En bref
Selon Bloomberg, l'Inde déploie des navires de guerre supplémentaires dans le golfe d'Oman et dans la partie nord de la mer d'Arabie pour escorter ses pétroliers. Il est indiqué que ces navires n'entreront pas dans le détroit d'Ormuz — leur mission est d'accompagner les bâtiments jusqu'à des eaux plus sûres au nord de la mer d'Arabie.
Pourquoi cela se passe
Le conflit au Moyen-Orient a provoqué d'importantes perturbations dans les approvisionnements maritimes en hydrocarbures. Selon le Agence internationale de l'énergie (AIE), en 2025, une moyenne d'environ 20 millions de barils de pétrole et de produits pétroliers par jour transitaient par le détroit d'Ormuz — soit environ un quart du commerce maritime mondial du pétrole.
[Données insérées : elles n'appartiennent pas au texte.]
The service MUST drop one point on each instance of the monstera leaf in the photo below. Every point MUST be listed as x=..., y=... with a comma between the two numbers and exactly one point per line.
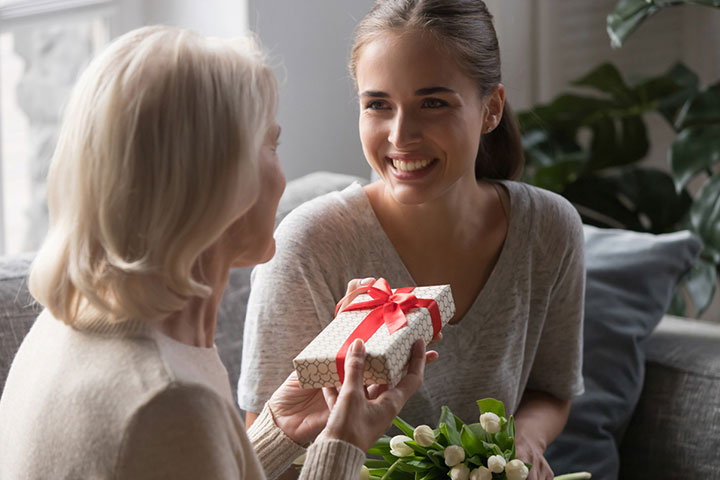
x=629, y=14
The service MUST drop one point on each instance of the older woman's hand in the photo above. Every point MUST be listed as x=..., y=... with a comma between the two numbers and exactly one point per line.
x=359, y=415
x=299, y=412
x=302, y=413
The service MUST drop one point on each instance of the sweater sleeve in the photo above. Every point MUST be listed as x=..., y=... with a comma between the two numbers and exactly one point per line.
x=290, y=302
x=332, y=459
x=274, y=449
x=557, y=367
x=186, y=432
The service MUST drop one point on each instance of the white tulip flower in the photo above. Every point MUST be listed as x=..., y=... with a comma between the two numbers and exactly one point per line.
x=516, y=470
x=398, y=446
x=424, y=435
x=460, y=472
x=496, y=464
x=481, y=473
x=490, y=422
x=454, y=455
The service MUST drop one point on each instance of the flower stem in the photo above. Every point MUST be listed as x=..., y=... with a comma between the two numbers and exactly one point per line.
x=573, y=476
x=391, y=469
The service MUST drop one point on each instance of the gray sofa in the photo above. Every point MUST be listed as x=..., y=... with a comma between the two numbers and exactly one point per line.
x=675, y=428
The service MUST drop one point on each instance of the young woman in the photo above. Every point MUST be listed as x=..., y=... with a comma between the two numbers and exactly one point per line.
x=166, y=176
x=435, y=128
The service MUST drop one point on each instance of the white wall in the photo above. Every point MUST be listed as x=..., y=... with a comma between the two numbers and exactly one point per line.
x=225, y=18
x=310, y=41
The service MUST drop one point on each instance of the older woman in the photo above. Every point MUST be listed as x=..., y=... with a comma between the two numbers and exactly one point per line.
x=166, y=176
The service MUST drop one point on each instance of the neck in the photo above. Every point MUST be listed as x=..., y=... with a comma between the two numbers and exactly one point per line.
x=195, y=324
x=456, y=217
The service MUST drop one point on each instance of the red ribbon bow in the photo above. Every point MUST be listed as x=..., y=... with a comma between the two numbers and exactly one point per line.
x=388, y=308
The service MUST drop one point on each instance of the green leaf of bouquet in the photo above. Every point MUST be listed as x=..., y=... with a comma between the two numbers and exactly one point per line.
x=377, y=463
x=433, y=474
x=470, y=442
x=436, y=457
x=381, y=447
x=418, y=449
x=451, y=433
x=493, y=448
x=448, y=426
x=503, y=441
x=406, y=428
x=491, y=405
x=458, y=423
x=477, y=460
x=415, y=465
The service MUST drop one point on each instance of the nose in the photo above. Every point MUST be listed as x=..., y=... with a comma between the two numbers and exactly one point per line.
x=405, y=130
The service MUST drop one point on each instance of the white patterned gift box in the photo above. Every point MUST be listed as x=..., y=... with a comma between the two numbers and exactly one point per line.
x=387, y=354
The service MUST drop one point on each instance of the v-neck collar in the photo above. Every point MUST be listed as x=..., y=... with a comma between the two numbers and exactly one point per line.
x=509, y=245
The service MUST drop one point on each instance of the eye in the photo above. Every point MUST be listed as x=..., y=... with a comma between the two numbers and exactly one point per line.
x=434, y=103
x=376, y=105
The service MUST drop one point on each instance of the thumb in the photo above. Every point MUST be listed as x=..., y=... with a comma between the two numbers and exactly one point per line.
x=354, y=366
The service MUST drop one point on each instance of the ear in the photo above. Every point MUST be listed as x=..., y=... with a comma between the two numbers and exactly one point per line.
x=494, y=105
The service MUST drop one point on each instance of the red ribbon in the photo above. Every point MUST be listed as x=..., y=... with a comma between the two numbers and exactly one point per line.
x=388, y=308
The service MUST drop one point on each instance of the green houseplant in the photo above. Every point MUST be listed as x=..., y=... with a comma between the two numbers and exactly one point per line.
x=589, y=146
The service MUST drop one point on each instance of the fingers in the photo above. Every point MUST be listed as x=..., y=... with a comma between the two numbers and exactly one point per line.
x=416, y=370
x=354, y=366
x=330, y=395
x=375, y=390
x=353, y=285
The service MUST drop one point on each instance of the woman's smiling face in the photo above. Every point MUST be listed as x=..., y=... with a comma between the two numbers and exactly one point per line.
x=421, y=116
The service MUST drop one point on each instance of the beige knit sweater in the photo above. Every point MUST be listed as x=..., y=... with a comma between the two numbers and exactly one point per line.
x=130, y=403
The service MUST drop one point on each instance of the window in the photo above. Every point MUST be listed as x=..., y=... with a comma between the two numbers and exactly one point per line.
x=44, y=45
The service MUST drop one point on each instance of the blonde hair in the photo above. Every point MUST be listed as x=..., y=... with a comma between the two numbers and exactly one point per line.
x=156, y=158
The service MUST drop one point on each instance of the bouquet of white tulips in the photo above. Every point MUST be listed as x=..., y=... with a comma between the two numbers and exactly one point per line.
x=475, y=451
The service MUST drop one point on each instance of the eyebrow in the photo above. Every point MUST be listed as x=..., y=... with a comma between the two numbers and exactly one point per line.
x=421, y=92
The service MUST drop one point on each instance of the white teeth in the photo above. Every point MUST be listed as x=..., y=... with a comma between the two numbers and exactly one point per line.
x=410, y=166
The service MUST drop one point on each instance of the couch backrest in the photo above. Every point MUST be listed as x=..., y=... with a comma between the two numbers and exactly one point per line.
x=17, y=308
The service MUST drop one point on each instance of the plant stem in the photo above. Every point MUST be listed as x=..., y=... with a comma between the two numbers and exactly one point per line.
x=573, y=476
x=391, y=469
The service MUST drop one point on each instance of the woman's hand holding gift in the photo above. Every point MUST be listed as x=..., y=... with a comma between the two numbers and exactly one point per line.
x=361, y=415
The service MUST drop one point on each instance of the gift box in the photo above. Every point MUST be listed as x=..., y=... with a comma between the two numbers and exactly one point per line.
x=388, y=321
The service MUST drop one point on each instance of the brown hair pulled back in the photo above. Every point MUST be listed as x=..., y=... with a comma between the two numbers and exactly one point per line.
x=465, y=29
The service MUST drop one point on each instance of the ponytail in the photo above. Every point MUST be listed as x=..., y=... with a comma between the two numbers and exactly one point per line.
x=501, y=154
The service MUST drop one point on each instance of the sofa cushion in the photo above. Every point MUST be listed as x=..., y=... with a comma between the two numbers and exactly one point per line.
x=631, y=278
x=17, y=308
x=674, y=433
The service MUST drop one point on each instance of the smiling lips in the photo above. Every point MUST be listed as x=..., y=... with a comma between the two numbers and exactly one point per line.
x=410, y=165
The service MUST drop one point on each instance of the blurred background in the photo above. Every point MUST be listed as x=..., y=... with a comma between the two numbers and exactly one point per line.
x=545, y=44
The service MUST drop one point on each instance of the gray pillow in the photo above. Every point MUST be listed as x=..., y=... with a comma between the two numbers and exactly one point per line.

Les itinéraires de contournement du détroit sont limités, de sorte que les États dépendants des importations doivent chercher des solutions opérationnelles sans escalade.
«En 2025, une moyenne d'environ 20 millions de barils de pétrole et de produits pétroliers par jour a transité par le détroit d'Ormuz — soit près de 25 % du commerce maritime mondial du pétrole.»
— Agence internationale de l'énergie (AIE)
Ce que fait l'Inde
Des sources de Bloomberg indiquent que la marine indienne déploie plus d'une demi-douzaine de navires, y compris des navires logistiques, à titre de précaution. La décision combine présence navale et diplomatie : des négociations avec l'Iran pour l'autorisation de passage des navires-citernes sont en cours, et des cas de passages sûrs de navires sous pavillon indien ont déjà été enregistrés (selon Reuters, après une conversation téléphonique entre ministres des Affaires étrangères).
Impact sur l'Inde et le monde
Pour l'Inde, il s'agit d'une démarche pragmatique : garantir les approvisionnements critiques en énergie sans affrontements directs. Le Financial Times a déjà souligné les répercussions internes de la crise énergétique en Inde — des interruptions d'approvisionnement en gaz pour les crématoriums aux problèmes dans la restauration collective. Ces perturbations locales renforcent la pression sur le gouvernement et motivent des actions rapides pour sécuriser les routes.
Ce que cela signifie pour l'Ukraine
Les risques sur les routes maritimes coûtent cher aux importateurs — la hausse des prix du pétrole et du gaz se répercute rapidement sur le coût des carburants. Déjà, des analystes ukrainiens constatent une forte augmentation des prix des carburants et s'interrogent sur les stocks — LIGA.net en a fait état, et des experts, notamment Andriy Zakrevsky, directeur adjoint de l'Association ukrainienne de l'énergie et des ressources naturelles, ont expliqué les mécanismes par lesquels les chocs mondiaux affectent les marchés intérieurs.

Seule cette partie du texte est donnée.